UCHealth sued the company overseeing Medicaid in Colorado on Friday, alleging it mislabeled two of the well being community’s hospitals, costing it the justifiable share of a payment to offset uncompensated care.
The lawsuit, filed in Denver District Court docket, alleges the Colorado Division of Well being Care Coverage and Financing mislabeled two UCHealth services as publicly owned, somewhat than non-public nonprofit hospitals.
UCHealth stated the alleged misclassification had lowered the quantity that Memorial Hospital in Colorado Springs and Poudre Valley Hospital in Fort Collins obtained from the state’s well being care affordability and sustainability payment.
Neither the lawsuit nor a UCHealth spokesman stated how a lot cash the well being system believes it’s owed.
The state collects the payment from most hospitals and makes use of it to attract down matching federal funds. It then distributes the collected cash and the matching funds primarily based on a method, to offset the price of uncompensated care and high quality enchancment efforts.
It wasn’t clear why the state labeled the 2 hospitals as publicly owned or when that occurred. The Division of Well being Care Coverage and Financing on Friday stated its officers are reviewing the lawsuit and couldn’t but remark.
Whereas the 2 hospitals lease their buildings from native governments, they don’t obtain funding from them, and the non-public entity UCHealth manages them, stated Dan Weaver, a spokesman for the well being system. The division declined to alter the hospitals’ classifications after UCHealth identified in December that they didn’t line up with federal guidelines about what counts as a public hospital, he stated.

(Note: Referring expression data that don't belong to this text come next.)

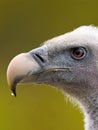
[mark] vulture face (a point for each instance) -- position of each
(67, 62)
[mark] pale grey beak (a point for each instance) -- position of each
(20, 68)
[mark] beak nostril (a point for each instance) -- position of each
(41, 59)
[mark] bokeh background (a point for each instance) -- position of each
(24, 25)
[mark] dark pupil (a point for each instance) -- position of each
(78, 52)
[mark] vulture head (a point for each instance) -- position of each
(68, 62)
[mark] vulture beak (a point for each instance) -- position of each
(20, 68)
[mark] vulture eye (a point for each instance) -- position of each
(78, 53)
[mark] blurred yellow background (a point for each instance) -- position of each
(24, 24)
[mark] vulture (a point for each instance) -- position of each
(68, 62)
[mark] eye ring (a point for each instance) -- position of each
(78, 53)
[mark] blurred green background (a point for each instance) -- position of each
(24, 24)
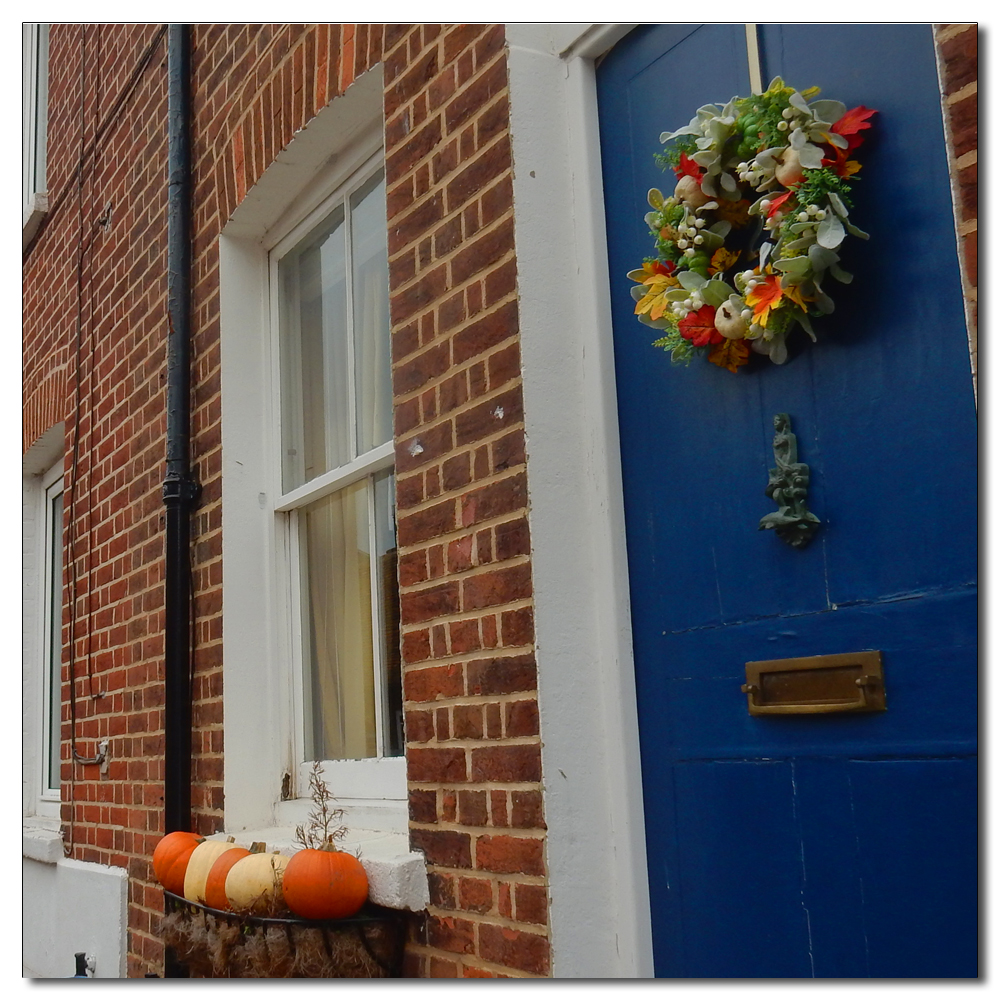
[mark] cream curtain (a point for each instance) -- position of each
(341, 670)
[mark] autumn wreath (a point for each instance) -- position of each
(747, 239)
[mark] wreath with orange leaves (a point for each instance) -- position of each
(752, 230)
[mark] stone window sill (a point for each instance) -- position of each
(41, 840)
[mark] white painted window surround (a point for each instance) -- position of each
(263, 733)
(34, 119)
(595, 849)
(41, 476)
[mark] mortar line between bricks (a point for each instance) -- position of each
(455, 213)
(467, 574)
(946, 34)
(969, 90)
(487, 653)
(454, 494)
(469, 743)
(442, 184)
(455, 288)
(476, 76)
(437, 380)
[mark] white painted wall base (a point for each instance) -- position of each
(73, 906)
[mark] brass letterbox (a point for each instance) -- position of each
(842, 682)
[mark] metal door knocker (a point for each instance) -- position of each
(788, 486)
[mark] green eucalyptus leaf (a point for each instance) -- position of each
(838, 206)
(830, 233)
(715, 292)
(811, 157)
(690, 280)
(828, 111)
(823, 302)
(712, 241)
(793, 265)
(822, 257)
(802, 244)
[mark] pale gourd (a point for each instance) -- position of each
(200, 864)
(253, 884)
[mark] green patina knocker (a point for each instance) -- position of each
(788, 486)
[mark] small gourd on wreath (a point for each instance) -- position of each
(745, 243)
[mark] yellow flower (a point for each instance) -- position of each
(654, 302)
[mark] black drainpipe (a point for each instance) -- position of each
(179, 488)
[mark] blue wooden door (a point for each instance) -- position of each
(831, 845)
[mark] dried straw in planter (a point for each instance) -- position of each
(214, 948)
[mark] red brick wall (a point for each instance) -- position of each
(95, 328)
(94, 305)
(958, 57)
(473, 751)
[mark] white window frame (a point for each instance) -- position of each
(50, 608)
(377, 776)
(34, 122)
(42, 480)
(259, 702)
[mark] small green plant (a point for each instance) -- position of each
(324, 825)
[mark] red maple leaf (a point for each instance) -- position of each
(699, 327)
(851, 123)
(776, 203)
(688, 168)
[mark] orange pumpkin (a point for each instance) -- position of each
(215, 884)
(324, 885)
(171, 857)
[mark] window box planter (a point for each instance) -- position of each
(215, 944)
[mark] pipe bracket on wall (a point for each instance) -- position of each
(788, 487)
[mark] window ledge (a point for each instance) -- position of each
(397, 876)
(40, 841)
(35, 209)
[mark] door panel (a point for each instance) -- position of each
(768, 837)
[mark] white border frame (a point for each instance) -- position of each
(600, 925)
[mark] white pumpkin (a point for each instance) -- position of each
(254, 882)
(200, 864)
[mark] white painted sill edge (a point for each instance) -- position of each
(35, 210)
(40, 842)
(397, 876)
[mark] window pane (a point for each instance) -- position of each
(54, 597)
(373, 394)
(337, 609)
(392, 682)
(316, 432)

If UCHealth wins and will increase the share going to 2 of its hospitals, another hospitals’ shares would lower. A broader ruling that made the division change the way it classifies hospitals might create much more winners and losers.
“Because the state’s largest supplier of Medicaid providers, UCHealth and our hospitals are devoted to serving low-income residents of our state and people who might stay in a rural space. HCPF’s misclassification of our hospitals places Medicaid sufferers in danger by doubtlessly denying funds wanted for his or her care,” he stated in a press release.